It was the Scottish and Republic of Ireland football associations which proposed the expansion of the European Championship agreed by UEFA member nations back in 2009, but it seems unlikely that both countries will qualify directly given they were drawn in Group D along with Germany, Poland and Georgia, as well as UEFA's newest member Gibraltar.
O'Neill said: "I think it's the toughest group but it's an exciting one. We have got Scotland, we have Poland who we have played in a recent friendly and whose recent efforts (against England) at Wembley were not too bad at all.
"Somebody told me (the associations had proposed expanding the tournament) so it is ironic they have ended up in the same group."
It will bring O'Neill face to face with his fellow ex-Celtic manager Gordon Strachan and he added: "They will be great occasions I hope.
"I'm sure he (Strachan) is looking forward to it. I'm sure he'll be as excited as I am myself. It's tough, there are other groups we might have preferred to be in but we'll get on with it.
"Germany you would say are the outstanding side in the group but there's plenty to fight for."
Scotland boss Strachan claimed it was a "terrific draw" - while other groups appeared "mundane".
Strachan said: "It will be tough for everyone involved in the group.
"Every tie has something in it. You've got Gibraltar, new to the competition; Germany, one of the best teams in the world.
"Then there is the Republic of Ireland and I think the two sets of supporters will turn those games into a cup tie.
"There are some groups you might call mundane but we're definitely in an exciting group. It's a terrific, terrific draw."
He added: "It's going to be very exciting for Gibraltar - I have been there a couple of times on holiday but I have never watched any football there, that's for sure. We will be looking forward to that one too."
Germany are the clear favourites to win the group but their head coach Joachim Low believes the fixtures against Scotland and the Republic will be tough.
Scotland held Germany to a 1-1 draw in Glasgow in a Euro 2004 qualifier in 2003, and lost narrowly in Dortmund 2-1 in the return fixture.
Low said: "We know the Scottish team will be physically strong and it has always been hard for Germany when we have played against them in the past.
"Gordon Strachan was a good tough player and his team will be the same.
"Martin O'Neill has been a top manager for a long time and his team will be a challenge too."
Scotland boss Strachan insisted that qualification was a realistic ambition.
He added: "If we play at the level we can play at we can definitely qualify.
"If we keep all our players fit we'll have a chance and the Republic, Poland and Georgia will be thinking the same.
"It's a hard group and I think any of the teams in our group will be saying this is going to be hard."
O'Neill said that the results between Ireland and Scotland could prove decisive in determining who qualifies for the final tournament in France.
He said: "The localisation has a big bearing on things and Scotland against the Republic of Ireland will be big games there, but it looks like a group where teams might take points off each other.
"That's the utopia really, to get there.
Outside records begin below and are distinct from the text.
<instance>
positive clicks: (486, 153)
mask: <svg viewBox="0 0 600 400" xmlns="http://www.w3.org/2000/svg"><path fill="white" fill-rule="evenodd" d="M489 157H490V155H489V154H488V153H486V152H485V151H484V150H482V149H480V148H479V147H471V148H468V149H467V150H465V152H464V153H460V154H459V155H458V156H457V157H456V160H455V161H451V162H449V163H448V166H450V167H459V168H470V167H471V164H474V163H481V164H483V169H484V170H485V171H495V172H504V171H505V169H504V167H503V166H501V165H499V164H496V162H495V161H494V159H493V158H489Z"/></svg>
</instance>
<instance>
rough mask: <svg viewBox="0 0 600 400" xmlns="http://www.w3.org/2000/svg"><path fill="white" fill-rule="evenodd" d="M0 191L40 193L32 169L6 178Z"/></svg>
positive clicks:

It would be amazing if we could do it, but we've got a lot of fighting to do between now and then."
Scotland have the toughest of starts to qualifying, away against Germany on Sunday September 7, and the Republic of Ireland kick off their campaign on the same day away against Georgia.
The final qualifier will see Scotland play away against group minnows Gibraltar, with the Republic away against Poland.